- US regulators are coming for crypto.
- Over the past year, they have launched a barrage of proposals to regulate the industry.
DeFi is becoming enmeshed with the rest of the financial markets — leaving US regulators concerned about new risks.
That DeFi endangers consumers and the financial system at large, facilitates financial crime, and is being used to fund terrorist groups and America’s enemies.
Just last week, the Securities and Exchange Commission adopted a rule that DeFi lobbyists fear will force liquidity providers to shoulder a heavy compliance burden.
Let’s take a look at some of the newest regulatory proposals.
DEXs pulled into SEC’s orbit
The SEC has consulted on rules to widen the definition of “exchange.”
If approved, the new definition would force any electronic platform connecting buyers and sellers of securities to register with the regulator.

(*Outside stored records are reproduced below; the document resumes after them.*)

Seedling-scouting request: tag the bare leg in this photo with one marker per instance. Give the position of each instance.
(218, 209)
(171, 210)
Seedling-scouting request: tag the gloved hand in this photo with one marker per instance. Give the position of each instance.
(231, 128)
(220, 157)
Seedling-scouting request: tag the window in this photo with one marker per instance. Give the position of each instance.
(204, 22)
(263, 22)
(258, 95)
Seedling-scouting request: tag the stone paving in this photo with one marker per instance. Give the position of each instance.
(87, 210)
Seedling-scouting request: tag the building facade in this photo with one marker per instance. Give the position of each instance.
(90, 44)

DeFi advocates say that could push the front ends of decentralised exchanges under the SEC’s authority.
That rule change isn’t final yet. Washington insiders say it’s been delayed by other priorities.

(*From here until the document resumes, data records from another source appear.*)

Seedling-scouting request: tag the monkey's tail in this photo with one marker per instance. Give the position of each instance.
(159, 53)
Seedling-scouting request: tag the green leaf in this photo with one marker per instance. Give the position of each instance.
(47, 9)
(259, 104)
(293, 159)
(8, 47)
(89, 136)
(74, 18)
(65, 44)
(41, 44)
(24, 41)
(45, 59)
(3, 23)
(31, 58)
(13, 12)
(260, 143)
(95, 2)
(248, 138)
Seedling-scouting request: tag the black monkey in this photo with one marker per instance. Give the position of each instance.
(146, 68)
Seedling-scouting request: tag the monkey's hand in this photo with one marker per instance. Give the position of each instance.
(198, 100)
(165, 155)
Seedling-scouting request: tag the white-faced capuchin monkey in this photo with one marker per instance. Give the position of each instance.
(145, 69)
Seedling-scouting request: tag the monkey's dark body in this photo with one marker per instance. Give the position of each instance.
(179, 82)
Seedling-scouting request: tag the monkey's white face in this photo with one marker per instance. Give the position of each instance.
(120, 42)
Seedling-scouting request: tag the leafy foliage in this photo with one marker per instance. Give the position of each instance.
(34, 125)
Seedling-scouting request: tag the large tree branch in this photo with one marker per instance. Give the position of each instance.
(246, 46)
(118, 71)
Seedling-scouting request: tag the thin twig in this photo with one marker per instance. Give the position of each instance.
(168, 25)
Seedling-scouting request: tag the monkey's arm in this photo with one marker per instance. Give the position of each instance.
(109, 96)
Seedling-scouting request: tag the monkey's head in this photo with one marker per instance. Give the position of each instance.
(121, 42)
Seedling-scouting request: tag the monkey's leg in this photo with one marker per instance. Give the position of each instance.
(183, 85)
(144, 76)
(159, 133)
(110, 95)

But it’s ready to go whenever the SEC gets around to adopting it.
Taxman comes for crypto
In August, the US tax authority proposed reporting rules that will force so-called “digital asset middlemen” — like DeFi and non-custodial wallet projects — to report the personal information of their customers.
The Internal Revenue Service is currently considering the deluge of comments it got from the public during its consultation process, which closed at the end of October.
Treasury cracks down on crypto mixers
Financial institutions that interact with blenders must file reports about suspicious transactions, including wallet details and customers’ personal information, if the rules are adopted.
The Treasury is currently digesting comments received from the public on this proposal.
Law enforcement agencies have tied the use of mixers to money laundering and as a way for cybercriminals to get away with stolen funds.
The CFPB strikes
Even the US’s financial product watchdog the Consumer Financial Protection Bureau has turned up the heat.
It recently proposed to regulate crypto wallet providers under the same framework as large banks.
All this activity points to how the government is getting to grips with DeFi.
But there’s a culture clash.
DeFi promoters say their users value privacy, and ordering them to supply personal information to authorities is constitutional overreach.
Even more fundamentally, they say, it’s impossible for decentralised projects to comply even if they wanted to, as regulation always assumes the existence of an intermediary.
Regulators counter that most DeFi projects aren’t very decentralised.
There’s almost always someone — investors, promoters, developers — reaping the rewards or making the decisions, and they can be held accountable for compliance breaches.
Polygon Labs Chief Legal Officer Rebecca Rettig recently published a paper in which she and her co-authors present a model for how DeFi could be regulated to prevent illicit financing.
The industry is realising regulation is inevitable and is getting out in front of how it could develop.